Arlan Lerio

Personal information
- Nationality: Filipino
- Born: November 22, 1976 (age 49) Philippines
- Height: 5 ft 4 in (162 cm)
- Weight: 112 lb (51 kg)

Boxing career
- Weight class: Flyweight

Medal record
Men's boxing
Representing the Philippines
SEA Games
| Silver medal – second place | 1999 Bandar Seri Begawan | Flyweight |
| Silver medal – second place | 2001 Negeri Sembilan | Bantamweight |

= Arlan Lerio =

Filipino boxer

Arlan Lerio (born November 22, 1976) is a Filipino boxer. He competed in the men's flyweight event at the 2000 Summer Olympics.

He was part of the national training pool of the Amateur Boxing Association of the Philippines as early as 1997 and won gold medals in international tournaments in England, Estonia, and Finland.
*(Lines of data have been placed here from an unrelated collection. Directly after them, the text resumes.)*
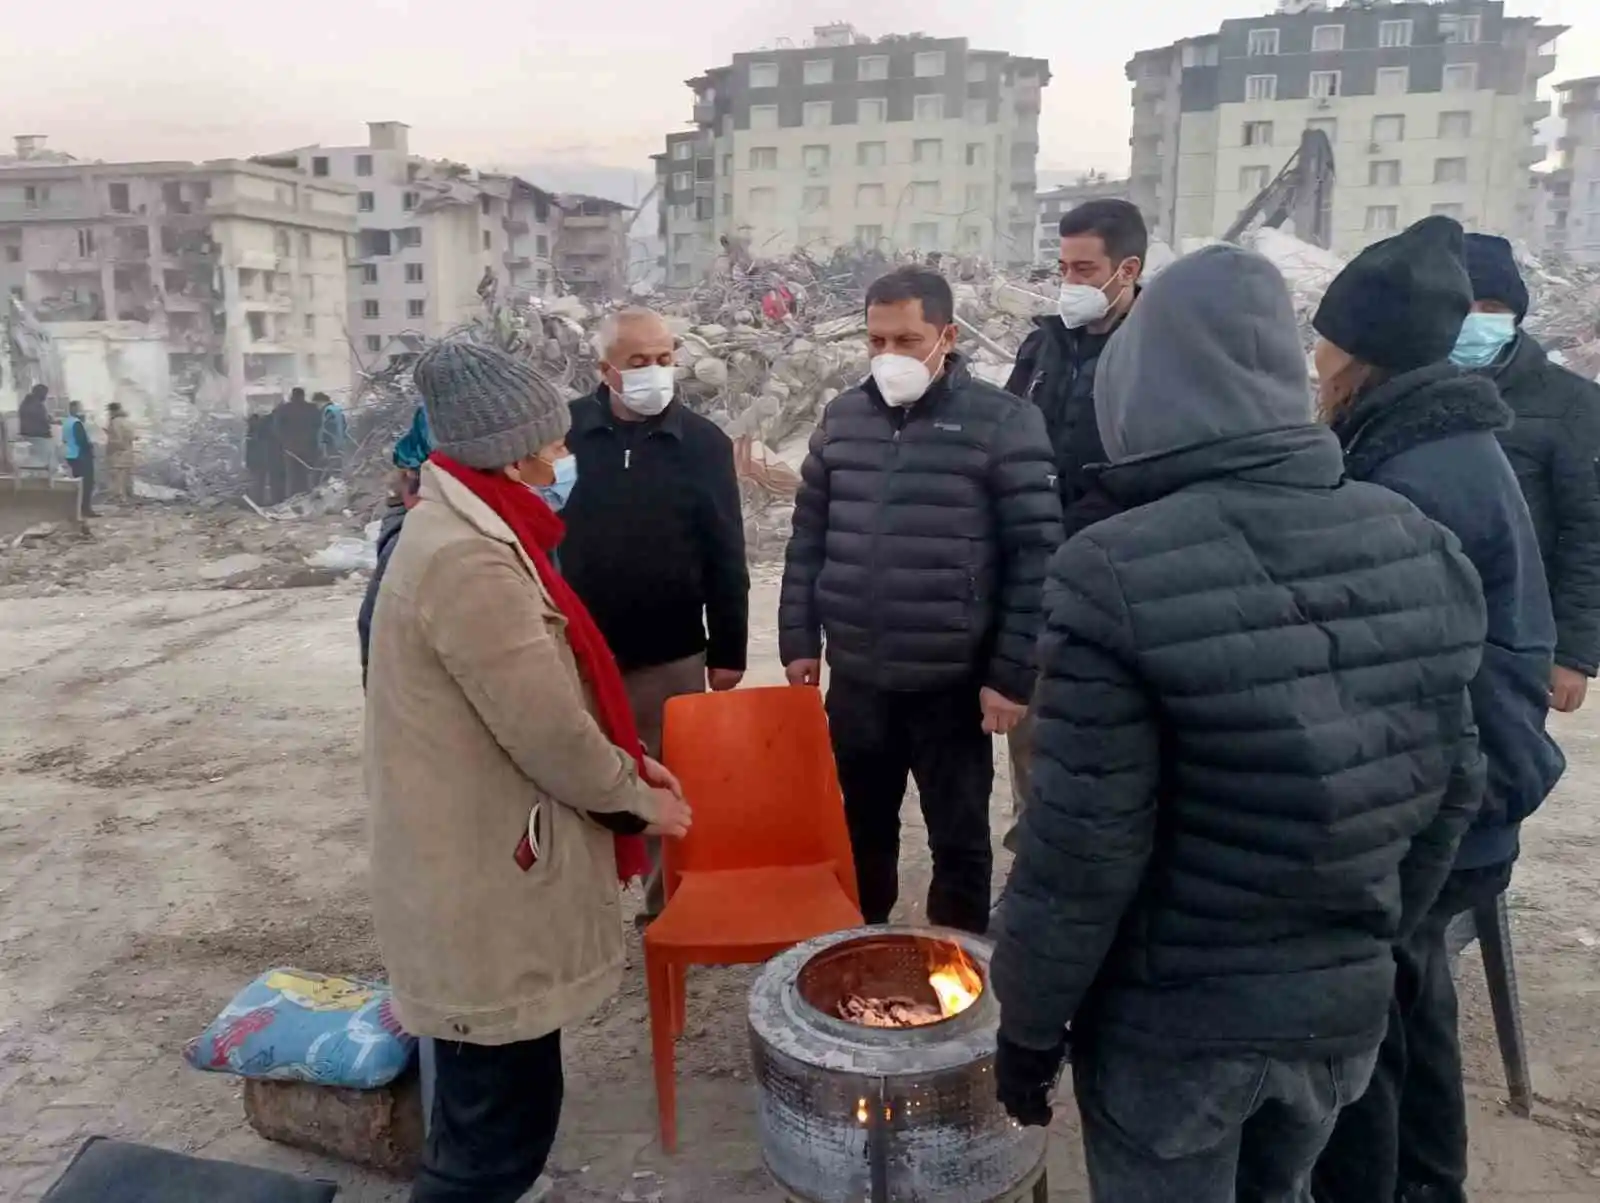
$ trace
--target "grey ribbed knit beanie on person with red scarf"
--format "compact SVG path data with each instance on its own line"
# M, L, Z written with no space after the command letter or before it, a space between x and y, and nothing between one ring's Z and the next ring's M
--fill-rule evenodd
M416 362L434 450L493 470L565 438L571 411L555 384L496 347L450 339Z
Following his achievement of winning a gold medal in the Liverpool International Festival of Amateur Boxing in 1991, he was taken in as part of a boxing team by then-North Cotabato Governor Manny Piñol where his father Danilo Lerio Sr. served as coach of the team.

In 2001, he reportedly had plans on turning pro with then North Cotabato Governor Piñol as his manager.

Lerio has an younger brother named Danilo who also competed in the 2000 Summer Olympics.